When the researchers blocked IL-27 signaling – by genetically engineering mice to lack working IL-27 receptors or IL-27 proteins – infected mice suffered much worse illness and higher mortality. Since virus levels stayed the same in all of the mice, more severe illness resulted from an excessive immune reaction in those mice without IL-27. Other researchers have shown that while the immune response Th1 is necessary to clear such viruses, another response, Th2, which is associated with severe airway inflammation and the development of post-infection asthma, could arise after viral infection. Originally, researchers thought Th2 response had evolved to promote tissue repair; however, in the context of lung virus infections, Th2 cells appear to contribute to the overactive immune responses that endanger patients.

In this study, immune cell infiltration of the lungs increased, and Th2 responses became more prominent. Previous studies have found evidence that IL-27 has a moderating effect on the Th2 response, and in general, keeps T-cells – the “battle tanks” of the immune system – from causing too much damage.

“The suggestion here is that IL-27 normally limits the severity of disease during these viral infections in part by influencing the quality of T-cell responses,” Muallem said. “Other studies have also linked variants of the IL-27 gene with chronic or severe lung disease, so in theory, we might be able to test for such variants to identify people who are more at risk of complications from these lung infections.”

Researchers note more animal studies are needed to determine whether the administration of IL-27 can successfully treat severe illness from these viral infections. In principle, IL-27 could be delivered via an intranasal spray, so the effects would be isolated to the airways, and not affect other parts of the body.

Additional authors on this study include senior authors Carolina B. López and Christopher Hunter from Penn Vet, along with Sagie Wagage, Yan Sun, Jonathan H. DeLong, Alex Valenzuela, David A. Christian, Gretchen Harms Pritchard, Qun Fang, Elizabeth L. Buza, and Deepika Jain, all of Penn; and M. Merle Elloso of Janssen Research & Development.

This study was supported by the American Asthma Foundation Senior Investigator Award, the Measey Senior Research Fellowship, the American Society of Nephrology Ben Lipps Research Fellowship, and grants from the Nation Institute of Health (R01 AI110201), (5T32DK007006-41), (R01 AI083284), (R21 AI109472).

Penn Medicine is one of the world's leading academic medical centers, dedicated to the related missions of medical education, biomedical research, and excellence in patient care. Penn Medicine consists of the Raymond and Ruth Perelman School of Medicine at the University of Pennsylvania (founded in 1765 as the nation's first medical school) and the University of Pennsylvania Health System, which together form a $5.3 billion enterprise.

The Perelman School of Medicine has been ranked among the top five medical schools in the United States for the past 18 years, according to U.S. News & World Report's survey of research-oriented medical schools.
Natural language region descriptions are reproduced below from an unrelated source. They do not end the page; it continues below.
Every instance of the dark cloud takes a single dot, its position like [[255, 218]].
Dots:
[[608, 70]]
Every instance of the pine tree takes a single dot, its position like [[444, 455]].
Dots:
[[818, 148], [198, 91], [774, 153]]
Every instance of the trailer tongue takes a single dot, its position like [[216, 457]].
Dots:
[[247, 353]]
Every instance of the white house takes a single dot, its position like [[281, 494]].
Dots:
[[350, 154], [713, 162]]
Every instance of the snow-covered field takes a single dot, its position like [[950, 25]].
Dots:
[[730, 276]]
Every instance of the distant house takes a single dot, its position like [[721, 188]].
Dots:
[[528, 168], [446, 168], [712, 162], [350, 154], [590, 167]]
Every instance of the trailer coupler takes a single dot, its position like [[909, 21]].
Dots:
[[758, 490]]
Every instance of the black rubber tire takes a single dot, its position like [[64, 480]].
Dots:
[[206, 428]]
The School is consistently among the nation's top recipients of funding from the National Institutes of Health, with $373 million awarded in the 2015 fiscal year.

The University of Pennsylvania Health System's patient care facilities include: The Hospital of the University of Pennsylvania and Penn Presbyterian Medical Center -- which are recognized as one of the nation's top "Honor Roll" hospitals by U.S. News & World Report -- Chester County Hospital; Lancaster General Health; Penn Wissahickon Hospice; and Pennsylvania Hospital -- the nation's first hospital, founded in 1751. Additional affiliated inpatient care facilities and services throughout the Philadelphia region include Chestnut Hill Hospital and Good Shepherd Penn Partners, a partnership between Good Shepherd Rehabilitation Network and Penn Medicine.

Penn Medicine is committed to improving lives and health through a variety of community-based programs and activities. In fiscal year 2015, Penn Medicine provided $253.3 million to benefit our community.